Nolan's latest captivates China's film buffs

With his latest film “Dunkirk,” Christopher Nolan is yet again attracting rave reviews in China.

With his latest film “Dunkirk,” Christopher Nolan is yet again attracting rave reviews in China.

As of Sunday, its third day of public screening in the Chinese mainland, the film had already raked in over 197 million yuan (US$30.1 million).

On Douban, a film ratings platform, “Dunkirk” is currently rated 8.6 out of 10, sitting comfortably in the top 10 percent of both war and history films.

For many fans, the director was the main draw. Among his previous films are “Memento,” “The Dark Knight” and “Interstellar.”

“I went to see the film because of Nolan,” said moviegoer Huang Ziyun. “His films have always delivered, so I had faith and high expectations in this one.

“I’m also very interested in films that depict history,” she said.

The film did not disappoint. Telling the story of the evacuation of British and French soldiers who were surrounded by the German army during a fierce battle in World War II, Dunkirk puts the audience through an immersive experience that many have found overwhelming.
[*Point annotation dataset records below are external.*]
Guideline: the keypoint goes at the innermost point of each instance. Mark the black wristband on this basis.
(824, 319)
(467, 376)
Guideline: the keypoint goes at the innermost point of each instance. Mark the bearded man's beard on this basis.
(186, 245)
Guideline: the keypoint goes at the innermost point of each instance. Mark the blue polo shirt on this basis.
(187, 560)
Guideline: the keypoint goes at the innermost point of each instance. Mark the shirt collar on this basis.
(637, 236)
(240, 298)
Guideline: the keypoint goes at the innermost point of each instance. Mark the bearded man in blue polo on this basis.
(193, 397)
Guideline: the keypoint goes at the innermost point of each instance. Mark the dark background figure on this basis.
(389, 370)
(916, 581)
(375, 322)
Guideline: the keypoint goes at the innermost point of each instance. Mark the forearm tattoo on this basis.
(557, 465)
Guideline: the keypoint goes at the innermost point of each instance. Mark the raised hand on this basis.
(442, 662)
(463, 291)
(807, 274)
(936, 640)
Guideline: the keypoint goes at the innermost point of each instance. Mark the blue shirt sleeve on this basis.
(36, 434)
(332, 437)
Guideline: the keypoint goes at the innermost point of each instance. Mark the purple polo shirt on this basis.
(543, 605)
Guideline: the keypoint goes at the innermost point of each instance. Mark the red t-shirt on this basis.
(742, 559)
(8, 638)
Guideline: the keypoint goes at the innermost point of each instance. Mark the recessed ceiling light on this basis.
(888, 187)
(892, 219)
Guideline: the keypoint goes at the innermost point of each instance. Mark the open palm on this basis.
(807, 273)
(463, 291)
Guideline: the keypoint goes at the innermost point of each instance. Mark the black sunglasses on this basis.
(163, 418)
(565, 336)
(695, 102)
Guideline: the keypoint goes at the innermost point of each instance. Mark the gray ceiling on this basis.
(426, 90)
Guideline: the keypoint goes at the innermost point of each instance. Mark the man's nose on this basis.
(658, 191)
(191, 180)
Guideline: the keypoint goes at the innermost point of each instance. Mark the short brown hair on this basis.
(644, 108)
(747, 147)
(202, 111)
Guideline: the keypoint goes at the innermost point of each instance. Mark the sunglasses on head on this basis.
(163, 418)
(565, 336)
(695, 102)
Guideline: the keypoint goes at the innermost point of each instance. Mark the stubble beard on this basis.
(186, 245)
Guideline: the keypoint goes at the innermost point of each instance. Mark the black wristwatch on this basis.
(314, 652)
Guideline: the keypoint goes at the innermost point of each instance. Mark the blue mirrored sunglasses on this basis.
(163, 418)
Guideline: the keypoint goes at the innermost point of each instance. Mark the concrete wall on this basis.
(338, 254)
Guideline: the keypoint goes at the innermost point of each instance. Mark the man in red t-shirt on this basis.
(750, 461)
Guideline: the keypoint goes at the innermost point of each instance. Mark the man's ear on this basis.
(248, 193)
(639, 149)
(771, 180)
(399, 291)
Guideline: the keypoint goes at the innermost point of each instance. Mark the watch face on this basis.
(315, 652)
“There were many scenes that imposed an oppressive feeling on me, such as the scene where a number of young soldiers hid in a cabin which became the target for German soldiers’ shooting drill,” said Shen Cong, a viewer in Beijing.

“It dragged the audience to the battleground right from the get-go,” was a comment on Douban. “The three storylines overlapped one another, making us struggle and panic inside out.”

The film depicts a week for the soldiers desperately waiting to be rescued, a day for a family sailing from England to help in the rescue, and an hour for a group of fighter pilots shielding the rescue efforts from the air. Each storyline intertwines and eventually converged.

Huang said: “Unlike most other war films, it doesn’t draw a clear line between love and hate. It’s more about showing the emotions and senses in the thick of an evacuation.”

Their words echoed those of Nolan himself in an interview last month. “This story is about suspense. Suspense is a cinematic language where you can’t take your eyes off the screen,” he said.

“Time in any film is a very interesting tool for filmmakers to use,” he added.

For viewers, his take on time and suspense is only enhanced by the ear-scratching and tension-building music produced by German composer Hans Zimmer.

“The soundtrack is the most significant source for an immersive experience,” Huang said, highlighting the role of the sounds in captivating the movie audience.

“Zimmer also resorted to minimalism for this film, which fits very well with the ambience that Nolan wanted to create,” Shen added. “Even though the ever-rumbling background sounds distracted me from the plots a bit.”

In the end, apart from all the suspense and ambience, as Nolan said in the interview, “Dunkirk” is a story “about communal heroism — about the cumulative effect of small acts of human heroism and what we can achieve together, rather than individually.”

That’s part of why a lot of viewers are confident the film will continue to attract Chinese moviegoers, even though the subject matter doesn’t directly relate to Chinese history.

“There are no boundaries for the appeal of this film,” Huang said. “It allows us to look at warfare from a unique angle.”

Others simply took it as a call for peace.

“Just take it as an anti-war story to follow, and you’ll be touched as I was,” said Mao Zhuxin, a movie fan from southwest China’s Chongqing.

“May peace prevail on earth,” she continued.